Monday, 1 February 2021

FI52,36 - just the same of new

It is the first day of a new month and I count my money. The official money counting day is the day I go through all my assets that I have control over and summarize them. I count this in the same way every time, a system that took a long time to set up around 2010 and remains unchanged since then. I do not include pension rights outside my influence, property value as I will always need to live somewhere (and no longer own any property) or any other assets of value (which I have none, including no car).
The sum is the value of my assets and exclude taxes or fees generated if these assets are to be converted into cash. The value of my assets are divided with my annual budget.

My annual budget is an almost hypothetical amount of money I need to finance a full year with this current life style. It is not the minimal amount of money I need, but a realistic amount of money I will need to spend if most goes well and according to plan and some things goes badly. 

The annual budget contains the monthly fixed costs for living where we live, an estimate of food costs, an amount for monthly pleasures and an amount for personal pocket money. I live with the man and we share joint costs through a bucket system. The personal pocket money therefore covers things that only I use. It is personal travel costs including cost and repair for my bicycles, my own mobile phone and its use, clothes, and health costs including eyes, teeth and personal health insurance costs. And sweets, that is my own personal expense.

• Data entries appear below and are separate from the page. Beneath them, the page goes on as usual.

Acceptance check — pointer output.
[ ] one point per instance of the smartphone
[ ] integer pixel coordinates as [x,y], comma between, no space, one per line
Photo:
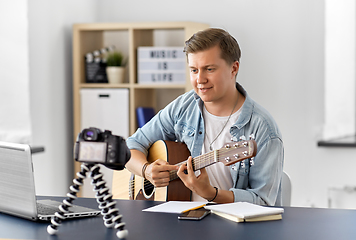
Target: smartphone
[194,214]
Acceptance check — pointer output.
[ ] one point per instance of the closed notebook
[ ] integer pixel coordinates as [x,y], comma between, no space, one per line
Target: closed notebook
[255,219]
[243,211]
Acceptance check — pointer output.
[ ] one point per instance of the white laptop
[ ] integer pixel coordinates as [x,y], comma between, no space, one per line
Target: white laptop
[17,187]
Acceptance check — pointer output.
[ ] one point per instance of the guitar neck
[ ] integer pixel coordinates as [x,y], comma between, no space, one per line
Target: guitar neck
[198,163]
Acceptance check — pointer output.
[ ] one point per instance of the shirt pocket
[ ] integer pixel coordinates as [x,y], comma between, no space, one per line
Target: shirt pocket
[184,133]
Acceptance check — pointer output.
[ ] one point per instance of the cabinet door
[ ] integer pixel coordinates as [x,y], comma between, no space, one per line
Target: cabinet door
[106,109]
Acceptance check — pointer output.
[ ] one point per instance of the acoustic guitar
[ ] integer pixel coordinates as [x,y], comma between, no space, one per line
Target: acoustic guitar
[174,153]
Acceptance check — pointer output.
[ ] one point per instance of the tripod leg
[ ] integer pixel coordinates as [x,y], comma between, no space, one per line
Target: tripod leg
[111,216]
[56,221]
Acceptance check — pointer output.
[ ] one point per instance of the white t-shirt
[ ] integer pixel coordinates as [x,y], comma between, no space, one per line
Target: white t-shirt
[219,174]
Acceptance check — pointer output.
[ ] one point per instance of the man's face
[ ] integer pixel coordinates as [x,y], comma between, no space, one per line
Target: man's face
[212,78]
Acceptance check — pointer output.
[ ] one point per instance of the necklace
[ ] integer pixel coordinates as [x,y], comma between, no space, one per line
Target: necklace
[210,144]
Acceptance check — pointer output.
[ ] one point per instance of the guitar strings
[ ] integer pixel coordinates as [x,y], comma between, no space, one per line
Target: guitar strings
[197,161]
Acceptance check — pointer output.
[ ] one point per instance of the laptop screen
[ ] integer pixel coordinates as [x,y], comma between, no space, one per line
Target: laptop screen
[17,187]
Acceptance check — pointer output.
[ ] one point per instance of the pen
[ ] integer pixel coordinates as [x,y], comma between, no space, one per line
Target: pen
[194,208]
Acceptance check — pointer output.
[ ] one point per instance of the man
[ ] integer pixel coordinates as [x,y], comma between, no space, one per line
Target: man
[216,110]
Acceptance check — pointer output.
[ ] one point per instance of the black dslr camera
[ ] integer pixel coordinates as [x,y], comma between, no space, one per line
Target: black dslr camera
[95,146]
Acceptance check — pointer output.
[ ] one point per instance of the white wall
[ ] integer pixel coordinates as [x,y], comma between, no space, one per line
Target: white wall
[282,68]
[15,123]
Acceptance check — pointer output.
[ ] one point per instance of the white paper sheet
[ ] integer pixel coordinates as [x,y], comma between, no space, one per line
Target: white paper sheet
[174,207]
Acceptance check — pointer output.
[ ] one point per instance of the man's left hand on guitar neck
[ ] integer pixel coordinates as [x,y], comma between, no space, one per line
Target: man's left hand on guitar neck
[201,184]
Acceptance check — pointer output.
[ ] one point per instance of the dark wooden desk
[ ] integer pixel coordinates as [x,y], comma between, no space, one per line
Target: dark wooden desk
[297,223]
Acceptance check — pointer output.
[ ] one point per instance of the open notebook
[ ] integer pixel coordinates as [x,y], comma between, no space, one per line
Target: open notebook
[17,187]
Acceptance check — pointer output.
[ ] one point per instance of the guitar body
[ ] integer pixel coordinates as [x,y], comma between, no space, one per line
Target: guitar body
[173,153]
[176,153]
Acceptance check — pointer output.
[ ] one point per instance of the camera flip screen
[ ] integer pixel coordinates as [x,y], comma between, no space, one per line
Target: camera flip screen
[92,151]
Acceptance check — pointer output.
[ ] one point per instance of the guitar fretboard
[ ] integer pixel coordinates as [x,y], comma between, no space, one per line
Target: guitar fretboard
[199,162]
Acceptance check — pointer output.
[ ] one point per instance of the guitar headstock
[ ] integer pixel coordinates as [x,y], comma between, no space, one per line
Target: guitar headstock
[234,152]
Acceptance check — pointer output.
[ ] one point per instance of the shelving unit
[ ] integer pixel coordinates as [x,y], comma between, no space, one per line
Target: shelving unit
[127,37]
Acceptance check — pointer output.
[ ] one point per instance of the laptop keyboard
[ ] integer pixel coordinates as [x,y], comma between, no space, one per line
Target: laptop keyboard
[45,209]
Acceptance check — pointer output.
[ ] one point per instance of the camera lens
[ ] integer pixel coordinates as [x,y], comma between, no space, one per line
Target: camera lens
[89,134]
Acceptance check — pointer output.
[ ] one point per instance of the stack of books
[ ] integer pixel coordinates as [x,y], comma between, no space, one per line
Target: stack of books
[246,212]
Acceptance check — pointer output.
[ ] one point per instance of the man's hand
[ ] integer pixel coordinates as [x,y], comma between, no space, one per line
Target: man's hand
[200,185]
[158,172]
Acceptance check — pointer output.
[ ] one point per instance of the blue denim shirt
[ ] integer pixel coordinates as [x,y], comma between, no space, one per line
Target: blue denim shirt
[182,121]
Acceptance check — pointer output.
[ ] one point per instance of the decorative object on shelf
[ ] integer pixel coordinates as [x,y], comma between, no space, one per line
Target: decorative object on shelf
[161,65]
[115,67]
[95,66]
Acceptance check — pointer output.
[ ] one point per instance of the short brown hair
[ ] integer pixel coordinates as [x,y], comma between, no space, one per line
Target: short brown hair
[208,38]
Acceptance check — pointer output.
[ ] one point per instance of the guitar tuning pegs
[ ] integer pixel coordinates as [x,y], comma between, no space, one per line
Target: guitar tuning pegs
[252,161]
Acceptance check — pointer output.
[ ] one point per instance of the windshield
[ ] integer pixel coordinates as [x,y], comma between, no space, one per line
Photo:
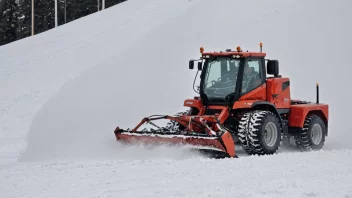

The total sum of assets are then divided with the annual budget which gives me the number of years I can live on my assets, with the condition that future value increases and dividends cover future cost increases and taxes. The number is my Financial Independence number, FI for short.

For years and years I have used a specific monthly amount as my annual budget. This has been used as the basis for my FI number in all previous calculations. Most years I have spent less than budgeted (as I should). I can see that there will be years when the budget could be stretched to cover some known expenses. A new fridge, bicycle or a dream trip for example. 

Of course I am cushioned by savings but all expected expenses should be budgeted. Otherwise the annual budget is a pretend budget for living the normal life with a cushion on the side for all those luxuries which are unobtainable for people who involuntarily have similar budgets.
And that makes this voluntary poverty I have a bit hypocritical.
So the annual budget will be increased to cover all repair, replace and disaster costs which can be expected, as well as the cost for executing some of our dreams.
The new annual budget is also to prepare for inevitable cost increases in the forthcoming years.
I expect to keep this new annual budget for more than ten years (or possibly reduce it again).

The Financial Independence number is with the new budget FI 52,36 (old annual budget for reference would give a FI number of 64,45). It means that I have fifty years of my annual budget covered. 
Fifty years is beyond my life expectancy. I have no intention of leaving any inheritance. There are also pension rights which will be paying out eventually (unclear how much so not included).
I think I can consider myself FIRE and ERE and financially independent.

Which is good, because I am not going back to work when I am recovered and my sick leave ends.

Teeth is the body part I prioritize the most in financial terms. The long-term goal is to keep my own teeth my whole life. My budget itemise teeth specificity so that they each year get everything they need. Tooth brushes, tooth paste, floss, dental sticks, mouth wash (NotListerine!) and of course dental hygienist and dentist appointments. Twice yearly visits is the plan.
I have kicked off 2021 with a dental visit and I left with flying colours. Well done me, very good, nothing to say and I will keep my established routine for the next six months.
(During this visit I was closer to another person other than the man, then I have been since February 2020. It was a bit scary but very professional protection performed on all parts. For the next visit, I hope we will all be vaccinated [fingers crossed, knock on wood, salt over the shoulder, and an offering to the Norse good of teeth and health Freja and what other superstitions will need to protect me from the wrath of the Greek hubris]. By then I hope a new normal behaviour will have been established.

I have not seen the full cost for this dental visit yet but as I had budgeted for actual dental work to be done, and actual work was not needed, the budget result so far is money not spent this year.
Buying and using daily teeth cleaning paraphernalia really pays off.
My teeth are my own and nobody will take them from me.

My goal is that my teeth will last me another 50 years, just as well as my money.


  1. It's important to keep our teeth as long as we can, I agree with you.

    1. I am so happy Fortnite emphasises the need to floss!

  2. Well done! I recently swapped to those new eco toothbrushes with a bigger head, and much softer bristles and was a bit worried that they weren't as effective but my dentist is happy with the state of my teeth so that's good. Fially after years of worrying about the problems I had, a few years ago I had two extractions and a root canal and we're all on an even keel again!

    1. Well done you, brave and smart! It does sound counter productive but the softer the toothbrush and the softer the hand brushing the teeth, the better is the tooth brushing. Keeping the dentist happy is a good ambition.

  3. Dental health is very important and you are wise to put it in the annual budget.

    1. Thank you, it feels easier to give them all that money if I have budgeted it for the year.

  4. In your system I should really have died many years ago. Plenty of time left.

    1. That is a good thought Tom, thank you, I will remember that.